Classes – Advantage: Princeton Review. We found it hard to give the edge one way or another to either Kaplan or Princeton Review with respect to live instruction, but ultimately lean Princeton based on smaller class sizes and slightly better teachers. Both employ some of the highest quality instructors in the industry and boast similar class sizes and teaching styles. Additionally, both offer similar packages in terms of total live instruction hours (Princeton at 24 hours, Kaplan at 21 hours). After sitting for both courses, we cannot find much to complain about either, except maybe class size for Kaplan.
Books – Advantage: Kaplan. While Princeton Review’s prep books hold their own with detailed strategies and well-written reviews, Kaplan is the winner here. Kaplan provides its students some first-rate hardcopy prep books that follow their lesson plans and contain complementary drills and practice. These books are loaded with detail and a significant value add.
Course Options and Price – Tie. Princeton Review and Kaplan offer very similar price points for their GRE prep offerings, with their self-paced courses both coming in within $50 of each other. However, Princeton Review does offer a higher-end prep course called the GRE 162+, which is geared towards those seeking top tier scores and guarantees a score of 162 or better on the exam. That course will run you around $2,300.
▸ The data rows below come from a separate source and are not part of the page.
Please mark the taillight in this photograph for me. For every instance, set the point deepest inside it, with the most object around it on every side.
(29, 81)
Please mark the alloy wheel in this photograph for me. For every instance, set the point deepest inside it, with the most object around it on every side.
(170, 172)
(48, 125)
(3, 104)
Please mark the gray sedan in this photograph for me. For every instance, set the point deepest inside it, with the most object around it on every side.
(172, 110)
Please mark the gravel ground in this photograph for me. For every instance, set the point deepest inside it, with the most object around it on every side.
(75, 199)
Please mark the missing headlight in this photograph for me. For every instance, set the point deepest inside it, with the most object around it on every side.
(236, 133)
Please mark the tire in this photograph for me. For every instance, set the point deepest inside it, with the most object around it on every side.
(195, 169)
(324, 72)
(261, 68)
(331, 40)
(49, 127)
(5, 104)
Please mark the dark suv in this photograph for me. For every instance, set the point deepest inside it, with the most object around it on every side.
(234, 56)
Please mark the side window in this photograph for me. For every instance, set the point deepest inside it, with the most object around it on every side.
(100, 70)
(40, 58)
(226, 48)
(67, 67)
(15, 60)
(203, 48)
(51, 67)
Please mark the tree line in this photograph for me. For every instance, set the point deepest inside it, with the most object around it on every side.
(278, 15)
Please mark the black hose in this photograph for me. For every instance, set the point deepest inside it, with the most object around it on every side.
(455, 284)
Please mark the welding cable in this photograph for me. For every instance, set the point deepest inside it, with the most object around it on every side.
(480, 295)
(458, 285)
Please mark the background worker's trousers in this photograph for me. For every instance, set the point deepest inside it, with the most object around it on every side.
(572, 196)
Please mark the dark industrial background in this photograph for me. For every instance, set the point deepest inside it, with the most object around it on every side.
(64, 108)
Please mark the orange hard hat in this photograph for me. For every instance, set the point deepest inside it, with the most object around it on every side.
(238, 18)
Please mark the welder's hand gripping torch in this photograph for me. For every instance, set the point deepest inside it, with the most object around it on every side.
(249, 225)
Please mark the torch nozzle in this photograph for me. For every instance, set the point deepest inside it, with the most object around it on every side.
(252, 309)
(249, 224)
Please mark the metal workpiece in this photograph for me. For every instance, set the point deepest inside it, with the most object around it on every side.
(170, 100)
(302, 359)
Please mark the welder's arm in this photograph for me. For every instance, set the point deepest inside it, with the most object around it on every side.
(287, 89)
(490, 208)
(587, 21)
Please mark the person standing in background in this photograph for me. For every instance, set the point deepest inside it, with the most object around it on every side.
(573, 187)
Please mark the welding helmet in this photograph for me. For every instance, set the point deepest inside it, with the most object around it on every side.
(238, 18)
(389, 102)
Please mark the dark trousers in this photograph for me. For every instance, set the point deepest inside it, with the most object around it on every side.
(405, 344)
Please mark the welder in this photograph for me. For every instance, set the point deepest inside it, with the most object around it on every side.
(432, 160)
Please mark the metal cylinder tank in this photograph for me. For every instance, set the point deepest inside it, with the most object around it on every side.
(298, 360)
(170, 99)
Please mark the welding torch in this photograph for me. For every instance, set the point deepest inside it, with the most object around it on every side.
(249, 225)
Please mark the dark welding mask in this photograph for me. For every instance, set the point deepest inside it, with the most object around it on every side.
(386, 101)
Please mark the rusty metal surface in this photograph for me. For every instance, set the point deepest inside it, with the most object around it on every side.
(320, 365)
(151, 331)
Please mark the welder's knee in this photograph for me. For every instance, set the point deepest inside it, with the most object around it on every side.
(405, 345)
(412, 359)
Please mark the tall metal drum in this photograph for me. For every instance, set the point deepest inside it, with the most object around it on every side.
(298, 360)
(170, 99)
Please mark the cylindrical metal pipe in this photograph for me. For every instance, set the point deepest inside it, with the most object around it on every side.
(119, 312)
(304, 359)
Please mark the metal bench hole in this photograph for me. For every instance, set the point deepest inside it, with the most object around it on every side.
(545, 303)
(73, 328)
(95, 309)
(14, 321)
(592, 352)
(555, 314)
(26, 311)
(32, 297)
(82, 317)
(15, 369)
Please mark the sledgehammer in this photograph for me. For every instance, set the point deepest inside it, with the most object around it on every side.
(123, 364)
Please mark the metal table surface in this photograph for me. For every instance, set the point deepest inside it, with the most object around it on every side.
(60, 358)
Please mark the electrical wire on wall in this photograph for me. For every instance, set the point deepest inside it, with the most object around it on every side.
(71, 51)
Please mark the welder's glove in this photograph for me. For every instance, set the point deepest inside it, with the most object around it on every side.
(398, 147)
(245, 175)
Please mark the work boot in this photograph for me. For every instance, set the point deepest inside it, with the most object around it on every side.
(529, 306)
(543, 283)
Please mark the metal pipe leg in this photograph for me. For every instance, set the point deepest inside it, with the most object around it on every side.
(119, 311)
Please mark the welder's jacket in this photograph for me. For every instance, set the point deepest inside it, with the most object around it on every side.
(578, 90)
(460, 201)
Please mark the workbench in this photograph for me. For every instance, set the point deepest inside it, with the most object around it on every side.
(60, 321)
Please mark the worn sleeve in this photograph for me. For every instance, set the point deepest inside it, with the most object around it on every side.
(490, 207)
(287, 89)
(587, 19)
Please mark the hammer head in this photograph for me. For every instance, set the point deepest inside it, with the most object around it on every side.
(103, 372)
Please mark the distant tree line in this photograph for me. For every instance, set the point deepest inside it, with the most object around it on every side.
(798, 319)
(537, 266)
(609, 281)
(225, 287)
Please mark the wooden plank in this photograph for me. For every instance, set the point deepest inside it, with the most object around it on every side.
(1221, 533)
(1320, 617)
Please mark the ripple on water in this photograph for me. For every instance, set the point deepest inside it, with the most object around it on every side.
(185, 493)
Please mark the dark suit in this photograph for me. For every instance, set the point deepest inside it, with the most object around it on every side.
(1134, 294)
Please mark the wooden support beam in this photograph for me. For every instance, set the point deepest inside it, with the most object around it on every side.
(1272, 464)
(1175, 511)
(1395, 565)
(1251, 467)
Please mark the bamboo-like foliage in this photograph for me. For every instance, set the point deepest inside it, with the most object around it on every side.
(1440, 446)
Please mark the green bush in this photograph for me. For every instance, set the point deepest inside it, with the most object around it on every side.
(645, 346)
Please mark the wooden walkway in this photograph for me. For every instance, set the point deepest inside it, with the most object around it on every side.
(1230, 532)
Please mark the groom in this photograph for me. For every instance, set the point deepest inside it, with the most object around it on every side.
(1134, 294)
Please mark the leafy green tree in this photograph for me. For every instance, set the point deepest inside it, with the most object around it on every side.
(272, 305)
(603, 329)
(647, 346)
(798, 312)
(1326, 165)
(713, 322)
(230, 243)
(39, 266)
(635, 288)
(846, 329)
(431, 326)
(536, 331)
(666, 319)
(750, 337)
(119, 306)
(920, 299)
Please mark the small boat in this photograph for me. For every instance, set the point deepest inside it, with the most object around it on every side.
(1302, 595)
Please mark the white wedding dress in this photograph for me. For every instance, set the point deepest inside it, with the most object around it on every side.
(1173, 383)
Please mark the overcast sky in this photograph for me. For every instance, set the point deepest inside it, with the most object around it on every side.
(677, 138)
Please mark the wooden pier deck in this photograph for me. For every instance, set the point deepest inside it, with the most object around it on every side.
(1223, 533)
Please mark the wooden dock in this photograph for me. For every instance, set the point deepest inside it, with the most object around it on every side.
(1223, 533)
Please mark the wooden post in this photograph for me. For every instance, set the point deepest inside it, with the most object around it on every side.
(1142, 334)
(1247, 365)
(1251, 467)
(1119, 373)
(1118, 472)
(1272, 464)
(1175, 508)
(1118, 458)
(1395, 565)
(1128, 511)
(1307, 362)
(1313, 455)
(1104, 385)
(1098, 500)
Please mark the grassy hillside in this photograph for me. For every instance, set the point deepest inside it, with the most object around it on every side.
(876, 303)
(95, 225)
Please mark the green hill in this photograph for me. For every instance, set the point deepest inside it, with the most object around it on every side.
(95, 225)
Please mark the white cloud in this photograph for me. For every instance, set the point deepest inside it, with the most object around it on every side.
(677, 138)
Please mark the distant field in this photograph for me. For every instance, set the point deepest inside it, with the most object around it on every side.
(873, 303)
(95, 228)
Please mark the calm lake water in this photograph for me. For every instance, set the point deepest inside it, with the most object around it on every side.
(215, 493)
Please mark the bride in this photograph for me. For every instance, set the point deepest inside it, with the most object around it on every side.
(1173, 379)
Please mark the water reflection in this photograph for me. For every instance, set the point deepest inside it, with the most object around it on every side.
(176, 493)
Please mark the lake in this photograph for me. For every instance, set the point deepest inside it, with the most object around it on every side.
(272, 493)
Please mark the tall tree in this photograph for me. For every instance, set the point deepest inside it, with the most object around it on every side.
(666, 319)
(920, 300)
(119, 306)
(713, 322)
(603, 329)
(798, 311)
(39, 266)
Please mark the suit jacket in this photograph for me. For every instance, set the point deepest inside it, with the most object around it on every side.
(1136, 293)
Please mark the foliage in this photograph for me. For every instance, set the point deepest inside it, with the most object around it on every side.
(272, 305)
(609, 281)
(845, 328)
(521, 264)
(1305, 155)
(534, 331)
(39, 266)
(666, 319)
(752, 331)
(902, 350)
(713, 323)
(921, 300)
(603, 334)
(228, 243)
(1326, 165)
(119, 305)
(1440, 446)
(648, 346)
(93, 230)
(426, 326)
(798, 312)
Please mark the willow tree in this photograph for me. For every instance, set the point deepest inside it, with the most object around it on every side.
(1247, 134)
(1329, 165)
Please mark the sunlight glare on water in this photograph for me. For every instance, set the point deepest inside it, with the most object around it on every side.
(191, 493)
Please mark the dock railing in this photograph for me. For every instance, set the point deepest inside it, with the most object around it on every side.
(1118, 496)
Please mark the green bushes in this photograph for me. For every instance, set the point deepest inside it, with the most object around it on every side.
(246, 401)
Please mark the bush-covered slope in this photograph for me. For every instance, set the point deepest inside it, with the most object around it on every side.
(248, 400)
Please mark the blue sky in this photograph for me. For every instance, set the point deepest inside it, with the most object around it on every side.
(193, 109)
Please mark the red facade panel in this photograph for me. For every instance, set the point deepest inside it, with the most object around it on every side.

Practice Tests – Advantage: Princeton Review. It’s all about quantity when it comes to practice tests on the GRE. Princeton offers students one more practice test than Kaplan at 8 full-length practice exams. While one extra may not seem like much, it can be a difference maker in the world of GRE.
User Experience and Interface – Advantage: Princeton Review. Both Kaplan and Princeton Review each boast some category best interface and user experience. Each digital platform is very professional, easy-to-use and intuitive. The Kaplan platform may be a bit more outdated, with less bells and whistles, but is not far behind (if any). And like so many things, user experience is really a matter of personal preference at the end of the day.
Online Content Access Period – Edge: Kaplan. Like practice tests, this category is all about quantity. For roughly the same price points, Kaplan gives its users an extra two months of access to its online content. Kaplan users get 6 months, while Princeton students only get about 4 months.
Which GRE prep course costs more – Kaplan or Princeton Review?
The Kaplan and Princeton Review GRE prep courses are in roughly the same price range, though Princeton Review’s courses are a bit more expensive.
What’s the biggest difference between the Princeton Review and Kaplan GRE prep courses?
While both courses are extremely similar in many ways, the main difference between the Princeton Review and Kaplan GRE prep courses is that Kaplan offers more practice questions (roughly 1,500 more), while Princeton Review offers more live instruction class hours on average.
Do both Princeton Review and Kaplan have score increase money back guarantees?
Yes. Both Kaplan and Princeton Review each offer guarantees of your money back if you don’t score better after using their GRE prep course.